When can you claim compensation?

Lenders have a responsibility to be clear with the people they lend to. They have to:

  • Make it clear how much it will cost you to repay the loan with the interest and fees
  • Check your finances and personal situation to ensure you have to pay back the loan
  • Communicate with the borrower to let them know that payday loans should not be used for long term use or if you are in serious financial difficulty.
  • Let you know what you have to do if you do find you have a complaint

Thing you can complaint about:

 

  • If your lender did not follow the FCA rules, you can complain to your lender.
  • If you had to take out a second or a multiple loan to pay back the initial loan
  • If you were given information that was incorrect
  • If your lender did not run a creditworthiness test on you or failed to identify your finical difficulties

How to find responsible lenders

Finding responsible lenders in this day and age is not easy.
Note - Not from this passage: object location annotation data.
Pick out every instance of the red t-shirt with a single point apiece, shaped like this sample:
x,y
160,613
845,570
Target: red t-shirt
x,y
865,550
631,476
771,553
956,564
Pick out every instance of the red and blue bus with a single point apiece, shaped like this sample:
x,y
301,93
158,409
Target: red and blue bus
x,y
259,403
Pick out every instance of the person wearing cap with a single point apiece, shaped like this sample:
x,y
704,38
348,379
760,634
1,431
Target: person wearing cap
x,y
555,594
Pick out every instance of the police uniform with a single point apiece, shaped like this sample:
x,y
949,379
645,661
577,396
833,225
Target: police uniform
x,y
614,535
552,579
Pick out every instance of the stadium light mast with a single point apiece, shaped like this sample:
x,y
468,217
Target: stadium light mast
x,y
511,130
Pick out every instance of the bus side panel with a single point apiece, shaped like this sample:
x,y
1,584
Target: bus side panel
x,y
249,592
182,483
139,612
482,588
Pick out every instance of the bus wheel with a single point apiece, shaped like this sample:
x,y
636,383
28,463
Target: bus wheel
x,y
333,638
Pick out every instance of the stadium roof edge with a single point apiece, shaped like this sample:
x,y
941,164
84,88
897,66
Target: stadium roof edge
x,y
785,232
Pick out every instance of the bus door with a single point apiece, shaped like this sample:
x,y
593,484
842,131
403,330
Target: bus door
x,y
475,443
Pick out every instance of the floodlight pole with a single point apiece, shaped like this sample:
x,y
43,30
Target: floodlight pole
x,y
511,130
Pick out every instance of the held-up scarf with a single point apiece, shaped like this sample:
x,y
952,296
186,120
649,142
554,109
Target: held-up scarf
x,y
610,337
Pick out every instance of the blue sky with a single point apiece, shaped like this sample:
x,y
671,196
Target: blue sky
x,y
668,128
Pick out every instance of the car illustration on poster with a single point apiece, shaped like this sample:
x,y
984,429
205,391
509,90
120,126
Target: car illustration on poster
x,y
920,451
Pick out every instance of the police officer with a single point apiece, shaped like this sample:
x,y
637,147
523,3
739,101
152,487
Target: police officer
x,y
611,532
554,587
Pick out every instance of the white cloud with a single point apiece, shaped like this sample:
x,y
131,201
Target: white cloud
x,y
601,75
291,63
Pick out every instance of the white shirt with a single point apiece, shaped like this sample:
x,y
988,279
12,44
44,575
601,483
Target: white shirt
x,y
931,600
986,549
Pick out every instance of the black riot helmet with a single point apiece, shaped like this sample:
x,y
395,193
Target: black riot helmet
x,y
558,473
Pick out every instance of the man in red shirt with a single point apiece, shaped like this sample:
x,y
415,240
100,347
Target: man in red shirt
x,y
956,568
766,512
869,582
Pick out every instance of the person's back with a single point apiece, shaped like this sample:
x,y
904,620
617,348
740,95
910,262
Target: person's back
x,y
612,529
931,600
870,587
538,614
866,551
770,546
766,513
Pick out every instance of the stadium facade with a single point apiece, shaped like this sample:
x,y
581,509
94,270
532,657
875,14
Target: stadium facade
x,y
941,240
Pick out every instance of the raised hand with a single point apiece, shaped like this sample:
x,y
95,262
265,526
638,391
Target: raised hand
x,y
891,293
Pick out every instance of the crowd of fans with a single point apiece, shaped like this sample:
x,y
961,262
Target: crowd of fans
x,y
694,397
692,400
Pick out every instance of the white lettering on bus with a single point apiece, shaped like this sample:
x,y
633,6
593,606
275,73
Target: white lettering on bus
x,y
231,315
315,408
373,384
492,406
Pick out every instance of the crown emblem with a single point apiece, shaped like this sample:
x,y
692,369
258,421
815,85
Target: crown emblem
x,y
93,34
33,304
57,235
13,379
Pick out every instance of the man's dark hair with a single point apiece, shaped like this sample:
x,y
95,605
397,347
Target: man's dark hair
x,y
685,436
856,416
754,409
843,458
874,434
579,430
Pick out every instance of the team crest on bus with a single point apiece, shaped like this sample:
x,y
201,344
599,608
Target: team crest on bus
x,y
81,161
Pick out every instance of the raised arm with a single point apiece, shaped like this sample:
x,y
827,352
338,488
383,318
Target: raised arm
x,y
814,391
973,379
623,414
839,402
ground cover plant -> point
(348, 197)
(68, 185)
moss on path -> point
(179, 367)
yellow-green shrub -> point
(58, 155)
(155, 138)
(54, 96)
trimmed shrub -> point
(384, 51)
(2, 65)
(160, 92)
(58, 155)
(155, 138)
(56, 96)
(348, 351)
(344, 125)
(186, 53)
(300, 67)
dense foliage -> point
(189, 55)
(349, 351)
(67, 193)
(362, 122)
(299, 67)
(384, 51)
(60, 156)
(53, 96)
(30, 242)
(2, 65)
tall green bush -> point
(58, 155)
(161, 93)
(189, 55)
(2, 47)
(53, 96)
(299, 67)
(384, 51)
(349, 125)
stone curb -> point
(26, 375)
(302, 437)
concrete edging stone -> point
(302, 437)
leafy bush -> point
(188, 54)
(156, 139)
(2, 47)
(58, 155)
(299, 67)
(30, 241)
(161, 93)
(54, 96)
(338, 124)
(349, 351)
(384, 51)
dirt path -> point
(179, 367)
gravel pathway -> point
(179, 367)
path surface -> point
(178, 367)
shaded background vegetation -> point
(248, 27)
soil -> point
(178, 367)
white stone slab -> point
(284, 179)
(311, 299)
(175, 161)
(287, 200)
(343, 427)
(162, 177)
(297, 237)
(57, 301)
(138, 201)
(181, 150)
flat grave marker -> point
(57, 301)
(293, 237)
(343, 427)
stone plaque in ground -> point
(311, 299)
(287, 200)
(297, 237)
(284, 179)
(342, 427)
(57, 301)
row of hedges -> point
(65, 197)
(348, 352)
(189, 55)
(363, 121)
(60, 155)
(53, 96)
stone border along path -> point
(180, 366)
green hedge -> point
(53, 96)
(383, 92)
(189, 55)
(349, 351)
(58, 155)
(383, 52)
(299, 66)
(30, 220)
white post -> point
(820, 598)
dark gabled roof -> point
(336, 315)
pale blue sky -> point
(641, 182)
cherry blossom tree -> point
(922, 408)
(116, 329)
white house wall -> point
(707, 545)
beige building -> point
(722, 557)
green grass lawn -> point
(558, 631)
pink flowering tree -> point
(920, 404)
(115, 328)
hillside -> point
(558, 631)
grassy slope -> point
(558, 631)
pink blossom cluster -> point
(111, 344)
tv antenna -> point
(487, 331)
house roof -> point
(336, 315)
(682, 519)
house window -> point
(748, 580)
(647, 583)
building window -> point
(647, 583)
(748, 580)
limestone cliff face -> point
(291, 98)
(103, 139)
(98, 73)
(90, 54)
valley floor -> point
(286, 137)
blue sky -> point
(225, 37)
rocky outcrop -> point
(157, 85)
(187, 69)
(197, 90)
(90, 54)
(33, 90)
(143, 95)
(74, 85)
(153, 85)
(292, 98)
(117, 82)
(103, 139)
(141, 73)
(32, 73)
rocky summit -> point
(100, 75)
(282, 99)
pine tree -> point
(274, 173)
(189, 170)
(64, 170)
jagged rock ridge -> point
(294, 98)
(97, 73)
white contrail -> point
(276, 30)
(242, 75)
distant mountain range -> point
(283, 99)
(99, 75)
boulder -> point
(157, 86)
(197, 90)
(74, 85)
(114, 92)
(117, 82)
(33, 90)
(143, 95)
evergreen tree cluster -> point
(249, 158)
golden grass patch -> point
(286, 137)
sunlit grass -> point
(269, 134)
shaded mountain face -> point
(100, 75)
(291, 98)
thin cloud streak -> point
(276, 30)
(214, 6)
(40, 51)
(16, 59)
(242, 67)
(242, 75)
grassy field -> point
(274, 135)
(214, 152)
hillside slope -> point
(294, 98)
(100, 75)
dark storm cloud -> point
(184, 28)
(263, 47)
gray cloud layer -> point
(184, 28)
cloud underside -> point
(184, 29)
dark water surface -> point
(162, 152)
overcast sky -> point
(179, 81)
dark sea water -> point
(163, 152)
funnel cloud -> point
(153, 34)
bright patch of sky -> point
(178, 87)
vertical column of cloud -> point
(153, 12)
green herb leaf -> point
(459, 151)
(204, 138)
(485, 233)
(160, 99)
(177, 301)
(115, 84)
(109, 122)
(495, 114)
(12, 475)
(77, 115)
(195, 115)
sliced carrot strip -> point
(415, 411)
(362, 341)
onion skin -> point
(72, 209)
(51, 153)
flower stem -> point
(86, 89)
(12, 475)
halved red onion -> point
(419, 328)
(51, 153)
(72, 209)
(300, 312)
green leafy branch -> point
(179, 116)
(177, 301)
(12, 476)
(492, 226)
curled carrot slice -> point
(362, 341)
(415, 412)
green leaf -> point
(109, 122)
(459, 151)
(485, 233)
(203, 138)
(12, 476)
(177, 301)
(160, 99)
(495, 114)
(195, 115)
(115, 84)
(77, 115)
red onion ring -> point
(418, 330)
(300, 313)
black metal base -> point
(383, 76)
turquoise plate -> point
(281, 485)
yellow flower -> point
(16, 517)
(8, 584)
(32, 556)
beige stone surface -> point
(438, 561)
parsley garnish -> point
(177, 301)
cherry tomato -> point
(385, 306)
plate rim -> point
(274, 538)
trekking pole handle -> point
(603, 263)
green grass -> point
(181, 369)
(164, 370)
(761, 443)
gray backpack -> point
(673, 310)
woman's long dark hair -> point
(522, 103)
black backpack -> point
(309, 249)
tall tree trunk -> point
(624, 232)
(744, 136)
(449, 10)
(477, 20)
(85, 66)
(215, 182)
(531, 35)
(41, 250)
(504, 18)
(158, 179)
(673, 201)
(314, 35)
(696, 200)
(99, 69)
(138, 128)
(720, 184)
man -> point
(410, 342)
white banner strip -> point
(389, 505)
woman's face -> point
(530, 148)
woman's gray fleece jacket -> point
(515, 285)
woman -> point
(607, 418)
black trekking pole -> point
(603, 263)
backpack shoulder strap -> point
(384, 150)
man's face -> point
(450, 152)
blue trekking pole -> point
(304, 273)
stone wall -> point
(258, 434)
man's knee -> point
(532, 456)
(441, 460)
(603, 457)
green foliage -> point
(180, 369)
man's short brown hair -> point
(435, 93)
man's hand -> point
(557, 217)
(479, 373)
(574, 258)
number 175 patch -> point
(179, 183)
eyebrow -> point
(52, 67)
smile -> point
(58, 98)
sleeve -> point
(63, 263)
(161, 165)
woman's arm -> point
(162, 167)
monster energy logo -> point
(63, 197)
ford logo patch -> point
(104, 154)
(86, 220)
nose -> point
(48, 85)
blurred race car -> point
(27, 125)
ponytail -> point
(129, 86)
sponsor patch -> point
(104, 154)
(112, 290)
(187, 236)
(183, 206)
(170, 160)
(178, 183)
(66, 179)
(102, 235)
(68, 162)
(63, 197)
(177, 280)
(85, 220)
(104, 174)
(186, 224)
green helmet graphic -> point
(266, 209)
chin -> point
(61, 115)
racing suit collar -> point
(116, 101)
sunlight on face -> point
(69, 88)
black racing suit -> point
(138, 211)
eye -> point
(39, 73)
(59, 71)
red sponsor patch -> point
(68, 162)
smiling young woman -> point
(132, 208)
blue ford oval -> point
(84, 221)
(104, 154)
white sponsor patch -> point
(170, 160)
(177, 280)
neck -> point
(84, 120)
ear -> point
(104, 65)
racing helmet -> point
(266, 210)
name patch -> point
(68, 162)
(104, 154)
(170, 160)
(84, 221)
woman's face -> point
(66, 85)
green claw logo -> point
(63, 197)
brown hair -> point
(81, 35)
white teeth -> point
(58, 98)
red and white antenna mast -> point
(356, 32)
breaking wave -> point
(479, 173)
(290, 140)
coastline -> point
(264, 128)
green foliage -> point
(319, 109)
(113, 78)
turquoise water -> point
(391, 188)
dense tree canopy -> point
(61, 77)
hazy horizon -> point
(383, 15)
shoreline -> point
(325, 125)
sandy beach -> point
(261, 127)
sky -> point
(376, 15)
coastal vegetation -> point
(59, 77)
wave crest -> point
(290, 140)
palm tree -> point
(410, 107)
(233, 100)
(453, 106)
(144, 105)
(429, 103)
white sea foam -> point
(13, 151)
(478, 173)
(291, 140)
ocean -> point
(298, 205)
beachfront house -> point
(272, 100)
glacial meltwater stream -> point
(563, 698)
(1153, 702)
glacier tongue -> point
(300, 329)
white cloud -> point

Certainly taking your time and finding the right lender for you and your circumstances can be a sensible approach, rather than jumping at the first lender you see.

Using one of the most established comparison websites in the UK can be a good start, since they will likely be going through rigorous compliance in order to select the lenders that they work with. This includes the likes of Compare the Market, Money.co.uk and Choose Wisely.

Where possible, use the reviews provided and read through what kind of interactions people have had with them. If positive, then you know that you are in a good position to apply and be treated fairly.

Understanding your credit score is also key to determine what you are eligible for. Using free trials with the likes of Noddle, Clearscore and Equifax can be useful to see what kind of loans you are best suited for. You can also request a copy of your credit file for just £2 from the UK government.

If you have good credit, a sensible 0% interest credit card or personal loan can be available at very low rates. For weaker credit scores, you may need to add extra security such as using a guarantor or securing the loan against your property or vehicle.